A GYPSY leader says he fears new legislation will encourage further prejudice against the traveller community and could threaten the future of Appleby Fair.

Billy Welch, from Darlington, who is one of the fair’s organisers, has warned home secretary Priti Patel the Appleby event is threatened by measures in the police, crime, sentencing and courts bill, which was voted on by MPs on Monday.

“It’s going to encourage the racist and bigoted people in this world,” said Mr Welch. “They will think they are justified in what they’re doing and make it worse.

“The last time a law like this was introduced it was in pre-war Germany and it was the Nazis that introduced it.

“Vehicles and houses would be confiscated and people put in prison. I’m not suggesting the Government is going to do that but this is how ethnic cleansing began, with a similar sort of law."

He added: “It’s very worrying. People are anxious.

"They want to know if this happens, what happens next.”

Mr Welch has written to Ms Patel about his concerns.

The bill, which passed its third reading on Monday, would mean police could confiscate travellers’ homes if they did not immediately move on if local people complained, he said. Because of a shortage of approved sites, members of the community can struggle to find somewhere legal to stop on their way to the event.

He added it would give police the power to arrest people on the back of “hearsay”.

He wrote to Ms Patel: “The bill as it stands creates a new criminal offence. A person who does not immediately leave a piece of public or private land when asked to do so (based only on ‘reasonable suspicion’ that they have, or will, cause damage, disturbance or disruption) may be arrested, fined, and imprisoned and have their vehicles confiscated.

“Although the bill makes no reference to ethnicity, this provision will in effect make criminals of law-abiding Gypsies and Travellers as well as homeless people and ‘wild-campers’ who live in vans, because the offence is in refusing to leave, which requires no evidence of antisocial behaviour, but merely suspicion that it is likely.”

Speaking to the Northern Echo, he added: "This is a majority picking on minorities to make themselves popular and they haven't stopped to think about what they are doing."

In a letter responding to Mr Welch's, Ms Patel said: "The Government's overarching aim is to ensure fair and equal treatment for Gypsy, Roma and Traveller communities, in a way that facilitates their traditional and nomadic way of life while also respecting the interests of the wider community.
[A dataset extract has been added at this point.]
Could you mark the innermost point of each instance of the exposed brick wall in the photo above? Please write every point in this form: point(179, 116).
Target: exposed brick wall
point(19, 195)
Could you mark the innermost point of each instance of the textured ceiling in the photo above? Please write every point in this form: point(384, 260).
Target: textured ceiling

"We are equally clear that we will not tolerate law breaking and we are determined to ensure police have the powers they need to support and serve their communities.

"The new criminal offence is targeted at those who cause significant damage, disruption and distress to landowners and communities and who do not leave land when asked to do so. It will apply to anyone trespassing in the conditions specified and enforcement will not be based on ethnicity or race."

The Northern Echo contacted the Home Office for comment.